Hussein Fawzi was one of the few true specialists of musical cinema…He built the entire story around maximizing the number of song-and-dance numbers for Naima Akef…In 1951, he presented the ultimate showcase of this work with her in the movie Furigat.

Waseem Afifi wrote for the website تراثيات (“Heritage”) the article “زوج نعيمة عاكف الموهوب الذي لم ينال الشهرة” (“Naima Akef’s Talented Husband, Who Did Not Achieve Fame”):

Hussein Fawzi…one of the great directors who, despite their talent, did not find fame compared to his contemporaries…The year 1949 is considered a turning point in his life when he met actress Naima Akef, who was raised in her family’s circus since her birth in 1922...Fascinated by belly dance, she became the star of the KitKat Club in Cairo at the age of sixteen…Director Abbas Kamel, Fawzi’s brother, brought him to watch her perform, beginning an endless fascination of Fawzi’s with performing arts such as dancing, singing, acrobatics, acting, and the circus.

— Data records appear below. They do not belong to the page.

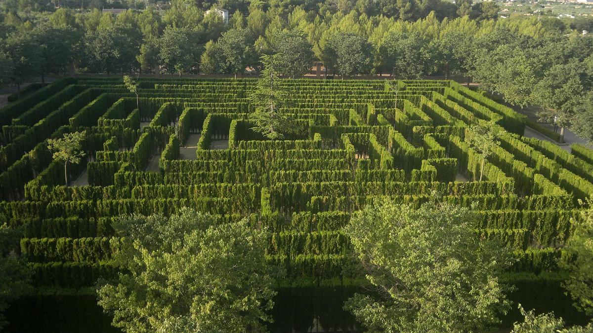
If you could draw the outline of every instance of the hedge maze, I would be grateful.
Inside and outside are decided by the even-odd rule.
[[[282,81],[282,112],[296,123],[276,141],[250,129],[253,80],[139,83],[138,105],[120,78],[66,78],[0,110],[0,212],[24,226],[36,286],[114,276],[112,218],[183,207],[267,228],[267,255],[288,285],[344,284],[359,277],[342,271],[350,245],[340,230],[353,212],[436,193],[479,211],[476,237],[514,249],[505,278],[515,296],[545,299],[530,293],[557,287],[555,260],[579,200],[593,194],[593,152],[524,137],[524,116],[452,81]],[[482,121],[501,129],[477,181],[482,161],[464,136]],[[46,140],[82,130],[87,158],[69,166],[66,186]]]

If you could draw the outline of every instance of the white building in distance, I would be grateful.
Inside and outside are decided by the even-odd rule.
[[[206,11],[205,15],[208,15],[211,12],[214,12],[222,18],[222,22],[225,24],[228,24],[228,11],[222,8],[212,8]]]

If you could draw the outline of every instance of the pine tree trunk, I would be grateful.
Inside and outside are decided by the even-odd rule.
[[[66,161],[64,162],[64,180],[66,181],[66,186],[68,185],[68,161]]]
[[[484,175],[484,164],[486,164],[486,158],[482,159],[482,168],[480,168],[480,181],[482,181],[482,177]]]

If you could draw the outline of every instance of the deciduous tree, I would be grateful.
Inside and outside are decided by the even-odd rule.
[[[299,30],[282,30],[272,41],[274,52],[280,55],[278,73],[289,78],[302,76],[311,69],[313,51],[304,34]]]
[[[254,65],[257,56],[254,41],[247,29],[231,29],[222,34],[216,46],[225,72],[236,76],[247,67]]]
[[[575,231],[565,248],[569,255],[560,260],[561,267],[570,273],[564,287],[576,308],[589,315],[593,315],[593,209],[590,207],[573,222]]]
[[[480,181],[484,175],[486,159],[491,155],[498,145],[496,140],[497,127],[492,123],[482,122],[468,127],[466,131],[466,142],[476,150],[482,158],[480,168]]]
[[[483,332],[510,303],[498,276],[511,263],[481,241],[468,209],[433,200],[419,209],[384,200],[344,231],[378,296],[356,294],[345,308],[373,332]]]
[[[352,33],[339,32],[330,37],[326,47],[328,65],[343,79],[371,71],[372,47],[364,38]]]
[[[68,185],[68,164],[78,164],[84,156],[82,140],[87,135],[85,131],[69,133],[59,139],[47,140],[47,148],[53,153],[53,159],[64,163],[64,181]]]
[[[136,108],[138,108],[140,105],[138,97],[138,82],[130,78],[128,75],[123,76],[123,84],[126,88],[130,91],[130,92],[136,94]]]
[[[0,215],[0,329],[7,324],[3,313],[10,303],[31,289],[31,271],[17,252],[22,227],[8,226]]]
[[[159,57],[167,71],[179,76],[197,65],[202,52],[197,33],[187,28],[168,27],[159,41]]]
[[[270,319],[274,270],[265,233],[189,209],[113,223],[124,268],[98,290],[113,324],[128,332],[259,331]]]

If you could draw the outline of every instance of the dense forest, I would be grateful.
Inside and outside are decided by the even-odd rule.
[[[137,9],[96,8],[108,5]],[[213,11],[206,15],[211,8],[228,9],[228,24]],[[320,61],[342,78],[471,78],[514,105],[541,105],[544,120],[593,138],[593,37],[583,18],[498,18],[494,2],[466,0],[22,0],[5,2],[1,13],[0,82],[16,85],[73,71],[236,75],[257,72],[261,55],[278,53],[290,77]]]

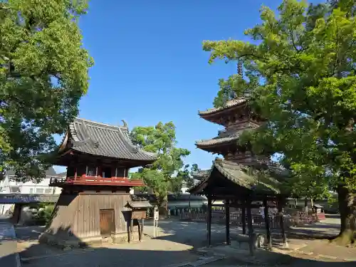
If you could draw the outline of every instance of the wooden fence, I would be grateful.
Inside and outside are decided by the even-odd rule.
[[[183,212],[181,214],[181,219],[193,221],[207,221],[206,212]],[[247,217],[245,218],[247,225]],[[280,216],[278,214],[270,214],[269,222],[272,229],[280,228]],[[295,211],[293,214],[286,214],[284,221],[287,226],[295,226],[303,224],[310,224],[318,221],[316,214],[308,214],[303,211]],[[225,212],[224,211],[213,211],[211,212],[211,222],[215,224],[225,224]],[[234,211],[230,213],[230,224],[238,226],[242,226],[241,212]],[[260,214],[252,214],[252,224],[254,227],[264,227],[264,217]]]

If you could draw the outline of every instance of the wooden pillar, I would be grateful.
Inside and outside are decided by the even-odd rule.
[[[242,224],[242,234],[246,234],[246,202],[242,201],[241,210],[241,224]]]
[[[286,229],[284,225],[284,216],[283,216],[283,203],[284,199],[279,199],[278,201],[278,215],[279,215],[279,224],[281,226],[281,231],[282,234],[282,242],[286,247],[288,247],[287,237],[286,236]]]
[[[266,224],[266,235],[267,237],[267,246],[269,250],[272,250],[272,237],[271,236],[271,226],[269,224],[268,204],[267,199],[263,199],[264,214],[265,214],[265,224]]]
[[[229,199],[225,200],[225,242],[230,245],[230,202]]]
[[[22,204],[16,203],[14,208],[14,214],[12,214],[11,221],[13,224],[19,224],[20,221],[20,217],[22,210]]]
[[[255,253],[254,248],[254,233],[253,226],[252,225],[252,214],[251,212],[251,199],[246,200],[246,209],[247,209],[247,226],[248,227],[248,246],[250,248],[250,255],[253,256]]]
[[[208,195],[207,239],[208,246],[211,244],[211,196]]]

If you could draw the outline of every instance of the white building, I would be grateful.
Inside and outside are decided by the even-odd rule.
[[[9,170],[5,178],[0,182],[0,194],[60,194],[62,189],[49,186],[51,177],[66,176],[66,173],[56,174],[53,167],[46,172],[46,178],[38,183],[33,182],[18,182],[13,179],[15,173]],[[0,204],[0,214],[11,209],[13,204]]]

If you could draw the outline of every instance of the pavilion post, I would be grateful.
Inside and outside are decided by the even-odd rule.
[[[211,195],[208,195],[208,218],[207,218],[207,239],[208,246],[211,244]]]
[[[265,214],[265,225],[266,225],[266,232],[267,237],[267,247],[269,250],[272,250],[272,237],[271,236],[271,226],[269,221],[269,214],[268,214],[268,204],[267,199],[263,199],[264,206],[264,214]]]
[[[246,202],[242,201],[241,204],[242,234],[246,234]]]
[[[247,209],[247,226],[248,227],[248,246],[250,248],[250,255],[253,256],[255,253],[254,248],[254,233],[253,226],[252,225],[252,214],[251,211],[251,200],[248,198],[246,200],[246,209]]]
[[[288,245],[287,243],[287,237],[286,236],[286,229],[285,229],[284,216],[283,216],[283,199],[279,199],[278,201],[278,205],[279,224],[281,226],[281,231],[282,234],[282,242],[283,245],[288,248]]]
[[[230,245],[230,203],[229,199],[225,200],[225,241],[227,245]]]

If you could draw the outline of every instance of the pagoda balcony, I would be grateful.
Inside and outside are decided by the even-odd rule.
[[[76,177],[51,177],[49,185],[51,187],[61,187],[70,184],[83,185],[109,185],[119,187],[142,187],[143,181],[131,179],[127,177],[105,178],[100,176],[78,176]]]

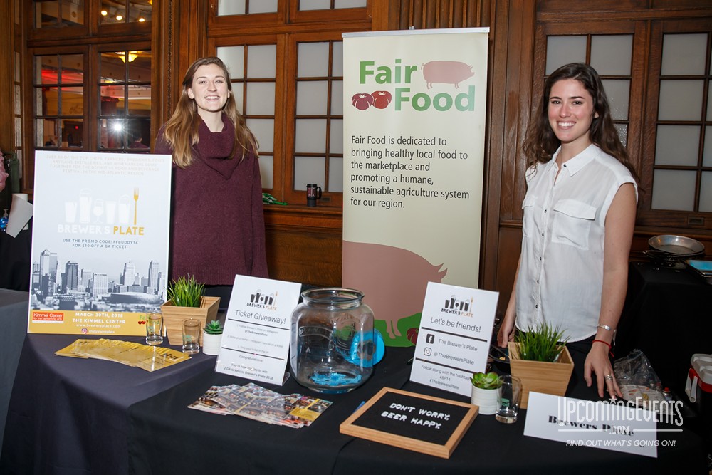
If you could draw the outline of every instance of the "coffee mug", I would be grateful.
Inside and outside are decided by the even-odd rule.
[[[316,206],[318,199],[321,199],[321,187],[315,183],[307,184],[307,206]]]

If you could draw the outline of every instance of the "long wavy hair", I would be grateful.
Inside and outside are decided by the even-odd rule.
[[[193,85],[193,78],[198,68],[208,64],[216,64],[222,68],[227,83],[227,89],[232,92],[230,73],[227,71],[227,66],[219,58],[201,58],[188,68],[183,78],[183,93],[178,100],[173,115],[163,127],[166,142],[173,150],[173,162],[181,168],[185,168],[192,162],[192,147],[194,145],[198,143],[198,129],[201,120],[198,114],[198,107],[195,100],[188,97],[188,89]],[[230,94],[222,111],[235,126],[235,142],[230,152],[230,158],[239,156],[241,161],[251,150],[256,155],[257,140],[247,128],[244,118],[238,110],[234,94]]]
[[[593,99],[594,118],[591,122],[589,135],[591,142],[600,147],[606,153],[615,157],[630,170],[633,177],[638,180],[637,174],[630,162],[628,152],[621,143],[618,131],[613,125],[611,108],[608,98],[603,88],[601,78],[591,66],[584,63],[572,63],[561,66],[551,73],[544,83],[544,91],[541,102],[527,130],[527,136],[523,147],[524,156],[527,159],[527,168],[538,163],[546,163],[551,160],[556,150],[561,145],[561,141],[549,124],[549,96],[554,84],[565,79],[575,79],[591,95]],[[595,117],[595,113],[598,117]]]

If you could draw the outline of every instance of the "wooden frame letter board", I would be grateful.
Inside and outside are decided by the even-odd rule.
[[[477,406],[384,387],[341,423],[340,432],[449,459]]]

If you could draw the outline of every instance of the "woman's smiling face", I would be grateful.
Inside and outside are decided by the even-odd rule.
[[[572,147],[576,155],[591,145],[593,98],[580,81],[562,79],[551,87],[548,107],[549,125],[562,147]]]
[[[222,68],[216,64],[204,64],[198,68],[187,93],[195,100],[201,116],[221,112],[230,97]]]

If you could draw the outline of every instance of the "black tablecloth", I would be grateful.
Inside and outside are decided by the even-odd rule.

Afifi notes the director's work to bring Akef's potential to the silver screen as “a slum girl seeking to employ her family in the theatre in the movie Furigat.” Continuing to narrate the director and his star's artistic and personal relationship, he writes:

He presented her in 1957 in the role of an exotic Roma who falls in love with a wealthy young man in Tamr Henna, and in 1958 as a girl in the Al-Alam neighborhood on Mohammed Ali Street in I Love You, Hassan, the couple’s last collaboration before their divorce.

The magazine Al-Hilal wrote that the success of the duo of Mohsen Sarhan and Naima Akef earned them “the cover of [local film publication literally meaning “star”] Al-Kawakeb Magazine on July 1, 1951, for their work in Furigat.